Southern European countries are also expected to address the migrant issue at the summit, according to the newspaper.
"Southern Europe is the region most affected by Europe-wide problems. The structure of the bloc should be changed in order to tackle social and political inequality. For example, Greece needs to restructure its debt while Italy needs to recapitalize its entire financial system. All Southern European countries have serious debt-to-GDP problems," a representative of Kostas Chrysogonos, Greek member of the European Parliament, said.
According to the source, many of those problems are hard to resolve due to the EU bureaucracy.
He added that Southern European countries have a number of issues that require joint actions, including stimulating economic growth, maintaining peace and stability in the region and dealing with the migrant crisis.
"A meeting of Southern European countries in Greece underscores the deepening divides among the Continent's regions. […] The stances taken by Southern European states have created controversy in the Continental bloc," a report by the American think-tank Stratfor read.
The meeting was assessed by Brussels as a challenge, according to Izvestia. Tsipras insisted that the summit would serve the interests of the entire bloc. However, it seems that Southern Europe wants to challenge the policy dictated by Berlin and Brussels.
Trade is one of the best possibilities to improve growth in Southern European countries. This is why almost all regional players have urged to ease or lift sanctions against Russia. According to them, sanctions have had a negative effect on their economies.
Being unable to have an independent fiscal policy, Southern European countries can rely mostly on exports to support their economy. Suspension of economic and commercial ties with Russia is a big problem for Southern Europe.
"Russia and Italy had developed economic ties. In 2013, Italian exports to Russia reached €10 billion a year. But after sanctions they dropped 70 percent.
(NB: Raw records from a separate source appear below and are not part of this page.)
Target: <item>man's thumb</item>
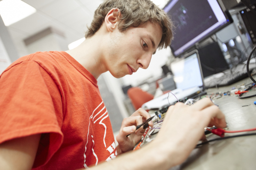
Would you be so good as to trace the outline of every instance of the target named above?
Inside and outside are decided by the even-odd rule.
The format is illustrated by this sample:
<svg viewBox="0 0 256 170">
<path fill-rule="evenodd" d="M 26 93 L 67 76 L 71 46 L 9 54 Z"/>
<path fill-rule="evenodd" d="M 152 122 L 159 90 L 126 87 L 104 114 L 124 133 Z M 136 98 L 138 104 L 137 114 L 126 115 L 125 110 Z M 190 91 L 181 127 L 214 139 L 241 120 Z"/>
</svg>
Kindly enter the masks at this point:
<svg viewBox="0 0 256 170">
<path fill-rule="evenodd" d="M 128 127 L 124 127 L 123 128 L 123 132 L 127 134 L 130 134 L 134 132 L 136 130 L 135 126 L 131 126 Z"/>
</svg>

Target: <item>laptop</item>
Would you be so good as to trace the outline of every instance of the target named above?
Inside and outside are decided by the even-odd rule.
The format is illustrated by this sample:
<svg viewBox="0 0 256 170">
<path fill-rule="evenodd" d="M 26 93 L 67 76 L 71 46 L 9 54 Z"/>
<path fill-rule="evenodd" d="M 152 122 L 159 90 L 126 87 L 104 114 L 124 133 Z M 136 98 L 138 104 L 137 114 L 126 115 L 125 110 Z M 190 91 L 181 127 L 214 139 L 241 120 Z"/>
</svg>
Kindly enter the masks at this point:
<svg viewBox="0 0 256 170">
<path fill-rule="evenodd" d="M 180 60 L 172 63 L 171 69 L 177 87 L 171 92 L 178 100 L 203 90 L 204 80 L 197 50 L 194 50 Z M 172 94 L 169 93 L 168 99 L 167 97 L 168 93 L 145 103 L 141 107 L 146 110 L 158 109 L 177 101 Z"/>
</svg>

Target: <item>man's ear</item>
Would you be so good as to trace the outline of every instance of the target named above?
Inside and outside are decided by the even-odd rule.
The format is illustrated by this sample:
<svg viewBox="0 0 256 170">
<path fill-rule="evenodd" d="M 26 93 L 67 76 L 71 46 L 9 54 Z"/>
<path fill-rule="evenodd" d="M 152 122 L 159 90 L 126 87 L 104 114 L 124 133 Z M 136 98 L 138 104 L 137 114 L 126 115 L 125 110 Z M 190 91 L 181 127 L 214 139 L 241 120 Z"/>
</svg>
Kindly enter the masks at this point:
<svg viewBox="0 0 256 170">
<path fill-rule="evenodd" d="M 107 29 L 109 31 L 113 32 L 117 28 L 121 18 L 121 12 L 118 8 L 111 9 L 105 17 L 105 21 Z"/>
</svg>

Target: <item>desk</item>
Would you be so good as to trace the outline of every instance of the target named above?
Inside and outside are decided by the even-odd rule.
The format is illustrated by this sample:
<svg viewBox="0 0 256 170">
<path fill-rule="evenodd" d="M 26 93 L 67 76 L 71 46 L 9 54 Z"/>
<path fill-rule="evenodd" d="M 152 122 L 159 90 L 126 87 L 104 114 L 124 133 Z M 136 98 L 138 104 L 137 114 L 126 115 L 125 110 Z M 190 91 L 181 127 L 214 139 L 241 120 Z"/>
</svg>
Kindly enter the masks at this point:
<svg viewBox="0 0 256 170">
<path fill-rule="evenodd" d="M 209 93 L 228 91 L 233 87 L 251 82 L 248 78 L 228 87 L 207 90 Z M 240 99 L 235 96 L 222 96 L 214 103 L 225 115 L 228 130 L 238 130 L 256 127 L 256 105 L 253 104 L 255 100 L 256 97 Z M 249 104 L 251 105 L 242 107 Z M 252 132 L 255 131 L 243 133 Z M 212 134 L 207 139 L 216 138 L 219 137 Z M 170 169 L 256 169 L 256 135 L 215 141 L 203 145 L 195 149 L 183 163 Z"/>
</svg>

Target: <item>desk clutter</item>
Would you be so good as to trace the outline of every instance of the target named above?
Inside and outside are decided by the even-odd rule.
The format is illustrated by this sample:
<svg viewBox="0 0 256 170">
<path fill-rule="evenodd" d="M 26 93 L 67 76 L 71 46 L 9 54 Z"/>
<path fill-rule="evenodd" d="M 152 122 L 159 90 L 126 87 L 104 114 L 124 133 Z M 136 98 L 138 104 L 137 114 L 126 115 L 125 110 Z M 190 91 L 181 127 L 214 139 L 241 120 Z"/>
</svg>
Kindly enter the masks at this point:
<svg viewBox="0 0 256 170">
<path fill-rule="evenodd" d="M 174 95 L 175 96 L 175 95 L 173 95 L 172 93 L 170 93 L 170 94 L 171 94 L 172 95 Z M 177 102 L 185 102 L 185 105 L 191 106 L 199 100 L 206 97 L 211 99 L 212 101 L 215 105 L 219 106 L 219 105 L 215 104 L 214 102 L 215 100 L 218 100 L 221 98 L 226 98 L 226 99 L 227 99 L 227 100 L 229 100 L 229 98 L 239 98 L 240 99 L 243 99 L 242 98 L 242 96 L 243 95 L 245 96 L 244 97 L 245 97 L 244 98 L 247 98 L 255 96 L 255 94 L 256 84 L 254 83 L 250 83 L 247 84 L 244 84 L 243 83 L 237 85 L 236 87 L 232 87 L 229 91 L 218 91 L 215 93 L 204 92 L 201 93 L 201 95 L 199 94 L 199 95 L 198 95 L 194 99 L 183 99 L 179 100 L 178 100 L 177 99 L 177 101 L 174 103 L 173 105 Z M 251 105 L 253 106 L 254 107 L 256 107 L 256 101 L 253 103 L 249 102 L 248 103 L 247 105 L 242 105 L 241 107 L 246 107 Z M 159 108 L 159 109 L 154 111 L 153 114 L 154 115 L 153 116 L 154 117 L 154 118 L 153 118 L 154 127 L 149 126 L 147 128 L 145 133 L 142 136 L 141 140 L 135 145 L 134 148 L 134 150 L 140 149 L 140 148 L 151 142 L 155 139 L 157 135 L 157 133 L 159 132 L 161 128 L 163 122 L 164 121 L 164 117 L 166 114 L 167 110 L 168 110 L 168 108 L 170 106 L 171 106 L 171 105 L 170 105 L 169 106 L 165 106 Z M 218 135 L 220 137 L 216 137 L 216 138 L 214 139 L 206 140 L 202 142 L 199 142 L 196 147 L 198 147 L 202 145 L 215 141 L 220 141 L 233 138 L 256 135 L 256 132 L 241 133 L 245 132 L 256 131 L 256 126 L 254 128 L 251 128 L 248 129 L 241 129 L 236 131 L 230 131 L 228 130 L 228 129 L 229 129 L 228 122 L 227 122 L 227 126 L 225 129 L 217 128 L 215 126 L 205 127 L 204 128 L 204 133 L 206 135 L 206 138 L 210 135 Z M 225 135 L 225 134 L 227 133 L 238 133 L 238 134 L 232 135 Z"/>
</svg>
This was a big blow to Italian and other European companies," said Ernesto Ferlenghi, president of Italian Industrial Association in Russia.
However, according to Stratfor analysts, Southern European countries are not likely to influence the EU’s policy at the upcoming summit in Bratislava.
"Though Southern European countries will do their utmost to advance their positions at an informal Sept. 16 meeting of the bloc's leaders on the European Union's future course, their relative weakness within the bloc will reduce their chances of success," according to the report.